Researchers of the Nanobiology Unit from the Universitat Autònoma de Barcelona Institute of Biotechnology and Biomedicine, led by Antonio Villaverde, managed to create artificial viruses, protein complexes with the ability of self-assembling and forming nanoparticles which are capable of surrounding DNA fragments, penetrating the cells and reaching the nucleus in a very efficient manner, where they then release the therapeutic DNA fragments. The achievement represents an alternative with no biological risk to the use of viruses in gene therapy.
Gene therapy, which is the insertion of genes into the genome with therapeutic aims, needs elements which can transfer these genes to the nucleus of the cells. One of the possibilities when transferring these genes is the use of a virus, although this is not exempt of risks. That is why scientists strive to find an alternative. With this as their objective, emerging nanomedicines aim to imitate viral activities in the form of adjustable nanoparticles which can release nucleic acids and other drugs into the target cell.
Among the great diversity of materials tested by researchers, proteins are biocompatible, biodegradable and offer a large variety of functions which can be adjusted and used in genetic engineering. Nevertheless, it is very complicated to control the way in which protein blocks are organised, in order to form more complex structures which could be used to transport DNA in an efficient manner, as happens with viruses.
Professor Antonio Villaverde’s group has discovered the combination necessary to make these proteins act as an artificial virus and self-assemble themselves to form regular protein nanoparticles capable of penetrating target cells and reaching the nucleus in a very efficient manner. In chemical terms, the key lies in a combination of cation-peptide and hexahistidine placed respectively at the amino and C-terminus ends of the modular proteins.
Researchers from the UAB have demonstrated that, when in the presence of DNA, these artificial viruses surround it and carry out structural readjustments so that the DNA is protected against external agents in a similar fashion to how natural viruses protect DNA inside a protein shell. Even the forms adopted by the resulting structures seem to imitate virus forms.
“It is important to highlight that this ability to self-assemble does not depend on the structural protein chosen and does not seem limited to one particular type of protein. This provides the opportunity to select proteins which could avoid any type of immune response after being administered, which is of great advantage in terms of therapeutic uses,” Villaverde points out.
“These artificial viruses are promising alternatives to natural protein nanoparticles, including viruses, given that their limitations, such as a rigid architecture and a lack in biosecurity, can be less adequate when used in nanomedicine,” states Esther Vázquez, co-author of the study and responsible for the Clinical Nanobiotechnology research line within the Nanobiotechnology Unit of the UAB Institute of Biotechnology and Biomedicine (IBB).

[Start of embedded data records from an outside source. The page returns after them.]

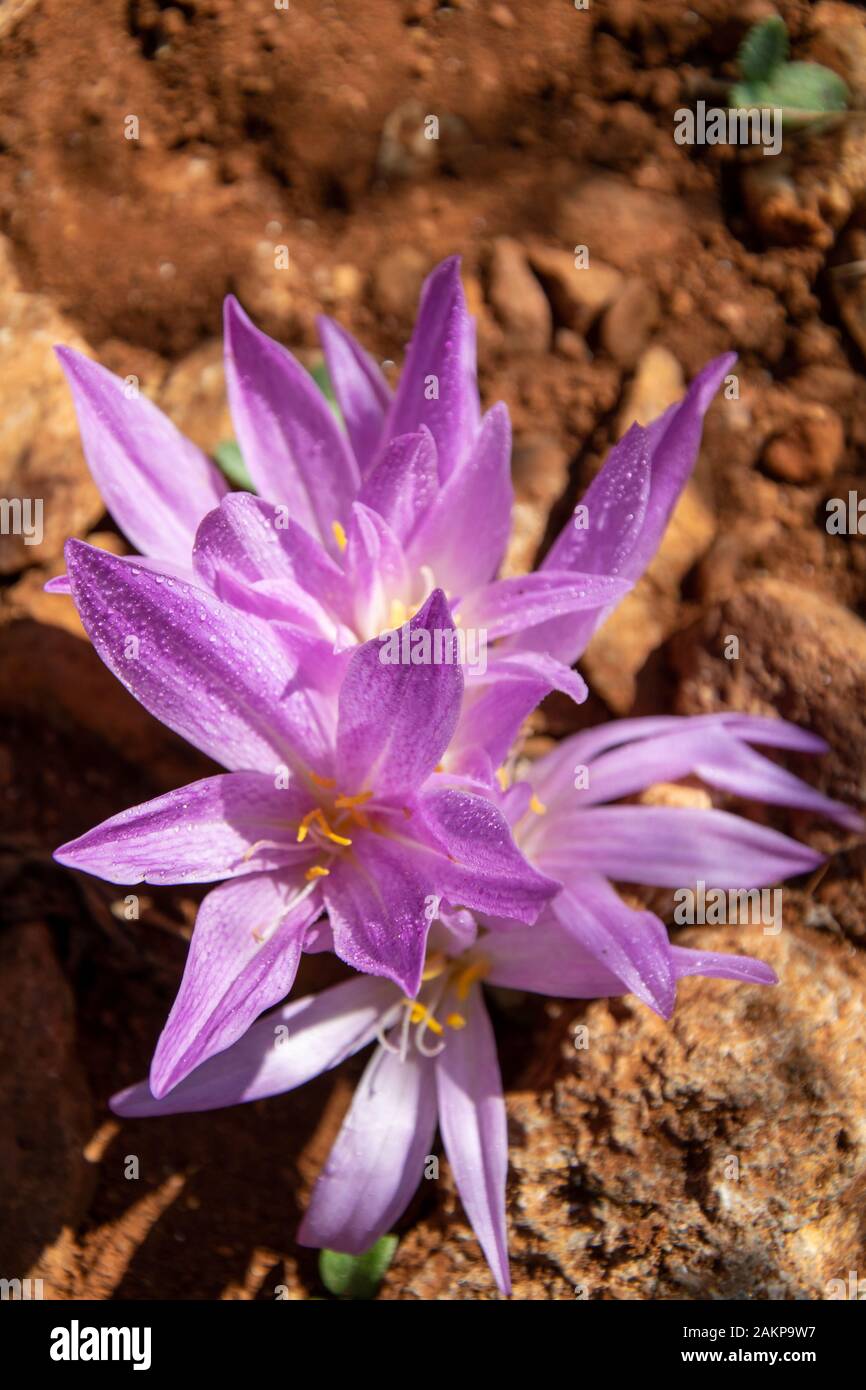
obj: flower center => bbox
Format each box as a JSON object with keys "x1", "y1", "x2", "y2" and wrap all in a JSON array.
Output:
[
  {"x1": 296, "y1": 773, "x2": 373, "y2": 881},
  {"x1": 378, "y1": 951, "x2": 489, "y2": 1062}
]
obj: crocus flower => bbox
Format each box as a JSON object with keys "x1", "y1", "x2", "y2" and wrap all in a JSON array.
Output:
[
  {"x1": 489, "y1": 713, "x2": 863, "y2": 1017},
  {"x1": 56, "y1": 569, "x2": 556, "y2": 1095},
  {"x1": 49, "y1": 257, "x2": 734, "y2": 766},
  {"x1": 111, "y1": 912, "x2": 776, "y2": 1294}
]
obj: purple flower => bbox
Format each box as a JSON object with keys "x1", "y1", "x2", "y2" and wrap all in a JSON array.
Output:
[
  {"x1": 50, "y1": 257, "x2": 734, "y2": 770},
  {"x1": 111, "y1": 912, "x2": 776, "y2": 1294},
  {"x1": 56, "y1": 569, "x2": 556, "y2": 1095},
  {"x1": 489, "y1": 713, "x2": 863, "y2": 1017}
]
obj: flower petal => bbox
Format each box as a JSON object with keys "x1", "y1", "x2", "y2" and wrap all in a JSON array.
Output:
[
  {"x1": 410, "y1": 787, "x2": 559, "y2": 923},
  {"x1": 111, "y1": 974, "x2": 395, "y2": 1116},
  {"x1": 359, "y1": 428, "x2": 439, "y2": 543},
  {"x1": 386, "y1": 256, "x2": 480, "y2": 482},
  {"x1": 445, "y1": 649, "x2": 589, "y2": 771},
  {"x1": 459, "y1": 570, "x2": 630, "y2": 642},
  {"x1": 316, "y1": 317, "x2": 391, "y2": 477},
  {"x1": 552, "y1": 874, "x2": 677, "y2": 1019},
  {"x1": 670, "y1": 947, "x2": 778, "y2": 984},
  {"x1": 525, "y1": 353, "x2": 737, "y2": 662},
  {"x1": 480, "y1": 909, "x2": 626, "y2": 999},
  {"x1": 150, "y1": 873, "x2": 321, "y2": 1098},
  {"x1": 54, "y1": 773, "x2": 310, "y2": 883},
  {"x1": 569, "y1": 719, "x2": 863, "y2": 830},
  {"x1": 193, "y1": 492, "x2": 346, "y2": 613},
  {"x1": 321, "y1": 831, "x2": 441, "y2": 995},
  {"x1": 57, "y1": 348, "x2": 228, "y2": 566},
  {"x1": 532, "y1": 806, "x2": 824, "y2": 888},
  {"x1": 435, "y1": 987, "x2": 512, "y2": 1294},
  {"x1": 407, "y1": 403, "x2": 514, "y2": 596},
  {"x1": 336, "y1": 589, "x2": 463, "y2": 796},
  {"x1": 297, "y1": 1048, "x2": 436, "y2": 1255},
  {"x1": 67, "y1": 541, "x2": 331, "y2": 776},
  {"x1": 225, "y1": 295, "x2": 360, "y2": 553}
]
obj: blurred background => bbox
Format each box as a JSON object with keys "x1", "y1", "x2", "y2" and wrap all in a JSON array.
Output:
[{"x1": 0, "y1": 0, "x2": 866, "y2": 1300}]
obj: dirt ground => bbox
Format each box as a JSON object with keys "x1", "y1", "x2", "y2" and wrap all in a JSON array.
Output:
[{"x1": 0, "y1": 0, "x2": 866, "y2": 1300}]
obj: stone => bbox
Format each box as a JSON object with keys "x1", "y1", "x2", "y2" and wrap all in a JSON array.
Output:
[
  {"x1": 489, "y1": 236, "x2": 553, "y2": 353},
  {"x1": 0, "y1": 239, "x2": 106, "y2": 574},
  {"x1": 156, "y1": 339, "x2": 235, "y2": 453},
  {"x1": 373, "y1": 246, "x2": 431, "y2": 324},
  {"x1": 555, "y1": 174, "x2": 699, "y2": 274},
  {"x1": 763, "y1": 402, "x2": 845, "y2": 482},
  {"x1": 381, "y1": 926, "x2": 866, "y2": 1301},
  {"x1": 601, "y1": 279, "x2": 662, "y2": 370},
  {"x1": 530, "y1": 246, "x2": 623, "y2": 335}
]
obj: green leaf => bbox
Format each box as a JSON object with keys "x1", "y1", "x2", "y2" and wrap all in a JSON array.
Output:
[
  {"x1": 318, "y1": 1236, "x2": 398, "y2": 1298},
  {"x1": 731, "y1": 63, "x2": 848, "y2": 125},
  {"x1": 737, "y1": 14, "x2": 788, "y2": 82},
  {"x1": 214, "y1": 439, "x2": 256, "y2": 492}
]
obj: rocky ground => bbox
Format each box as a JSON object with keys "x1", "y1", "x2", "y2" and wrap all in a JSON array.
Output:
[{"x1": 0, "y1": 0, "x2": 866, "y2": 1300}]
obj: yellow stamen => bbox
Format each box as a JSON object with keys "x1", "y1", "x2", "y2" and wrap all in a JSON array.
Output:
[
  {"x1": 334, "y1": 791, "x2": 373, "y2": 810},
  {"x1": 455, "y1": 956, "x2": 489, "y2": 1001},
  {"x1": 297, "y1": 806, "x2": 352, "y2": 845},
  {"x1": 406, "y1": 999, "x2": 443, "y2": 1034}
]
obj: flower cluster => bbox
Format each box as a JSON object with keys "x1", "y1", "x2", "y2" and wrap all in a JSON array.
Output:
[{"x1": 50, "y1": 260, "x2": 859, "y2": 1293}]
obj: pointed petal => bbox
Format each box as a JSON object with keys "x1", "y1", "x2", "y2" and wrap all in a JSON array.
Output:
[
  {"x1": 193, "y1": 492, "x2": 346, "y2": 612},
  {"x1": 336, "y1": 589, "x2": 463, "y2": 796},
  {"x1": 297, "y1": 1048, "x2": 436, "y2": 1255},
  {"x1": 345, "y1": 502, "x2": 409, "y2": 635},
  {"x1": 386, "y1": 256, "x2": 480, "y2": 482},
  {"x1": 111, "y1": 976, "x2": 395, "y2": 1116},
  {"x1": 527, "y1": 353, "x2": 737, "y2": 660},
  {"x1": 531, "y1": 710, "x2": 827, "y2": 808},
  {"x1": 407, "y1": 403, "x2": 514, "y2": 595},
  {"x1": 552, "y1": 874, "x2": 677, "y2": 1019},
  {"x1": 436, "y1": 988, "x2": 512, "y2": 1294},
  {"x1": 225, "y1": 295, "x2": 360, "y2": 553},
  {"x1": 572, "y1": 720, "x2": 863, "y2": 831},
  {"x1": 316, "y1": 317, "x2": 391, "y2": 477},
  {"x1": 481, "y1": 909, "x2": 636, "y2": 999},
  {"x1": 459, "y1": 570, "x2": 630, "y2": 642},
  {"x1": 670, "y1": 947, "x2": 778, "y2": 984},
  {"x1": 419, "y1": 788, "x2": 559, "y2": 922},
  {"x1": 150, "y1": 873, "x2": 321, "y2": 1099},
  {"x1": 359, "y1": 428, "x2": 439, "y2": 545},
  {"x1": 67, "y1": 541, "x2": 331, "y2": 776},
  {"x1": 54, "y1": 773, "x2": 310, "y2": 883},
  {"x1": 445, "y1": 649, "x2": 589, "y2": 773},
  {"x1": 57, "y1": 348, "x2": 228, "y2": 566},
  {"x1": 535, "y1": 806, "x2": 823, "y2": 888}
]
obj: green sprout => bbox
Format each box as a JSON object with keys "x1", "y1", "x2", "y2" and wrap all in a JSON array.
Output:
[
  {"x1": 730, "y1": 15, "x2": 848, "y2": 126},
  {"x1": 318, "y1": 1236, "x2": 398, "y2": 1298}
]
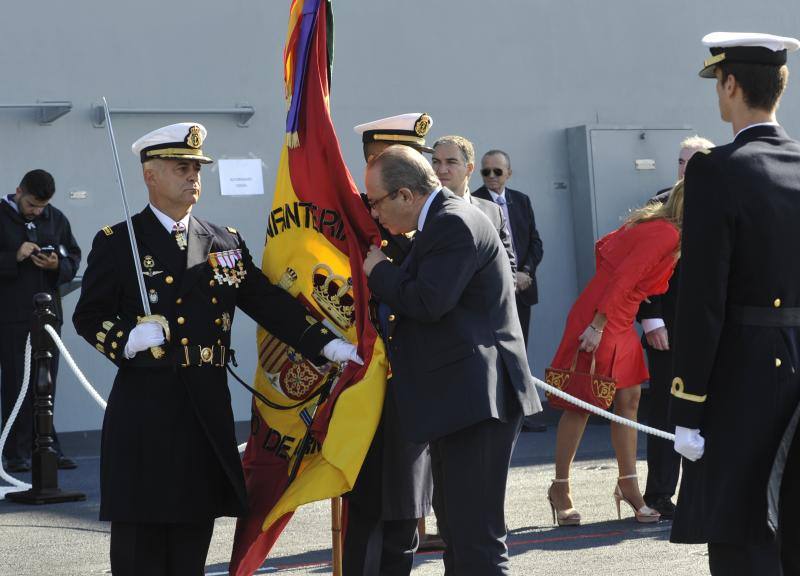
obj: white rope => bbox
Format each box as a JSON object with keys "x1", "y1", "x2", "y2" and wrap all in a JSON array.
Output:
[
  {"x1": 0, "y1": 334, "x2": 31, "y2": 499},
  {"x1": 44, "y1": 324, "x2": 106, "y2": 410},
  {"x1": 533, "y1": 378, "x2": 675, "y2": 442}
]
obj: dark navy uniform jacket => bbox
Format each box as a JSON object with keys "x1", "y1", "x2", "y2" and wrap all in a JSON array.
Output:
[
  {"x1": 73, "y1": 208, "x2": 333, "y2": 522},
  {"x1": 670, "y1": 125, "x2": 800, "y2": 543}
]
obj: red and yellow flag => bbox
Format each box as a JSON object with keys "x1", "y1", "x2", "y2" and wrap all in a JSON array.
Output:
[{"x1": 230, "y1": 0, "x2": 388, "y2": 576}]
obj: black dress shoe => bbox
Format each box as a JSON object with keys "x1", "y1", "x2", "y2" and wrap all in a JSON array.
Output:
[
  {"x1": 6, "y1": 460, "x2": 31, "y2": 472},
  {"x1": 58, "y1": 456, "x2": 78, "y2": 470},
  {"x1": 645, "y1": 496, "x2": 675, "y2": 520}
]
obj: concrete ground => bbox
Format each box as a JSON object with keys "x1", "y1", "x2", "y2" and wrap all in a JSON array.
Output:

What occurs in chemotherapy as a cancer treatment can also be compared to the problems in gene therapy. Conventional treatments have an extremely high toxicity which limits their applicability. For this reason, UAB researchers, in collaboration with Professor Ramon Mangues from Sant Pau Hospital and Professor Ramon Eritja from CSIC, are now adapting these artificial viruses to be able to transport anti-cancer drugs directly to tumour cells. In this way, they will be capable of releasing large therapeutic doses in a very localised manner.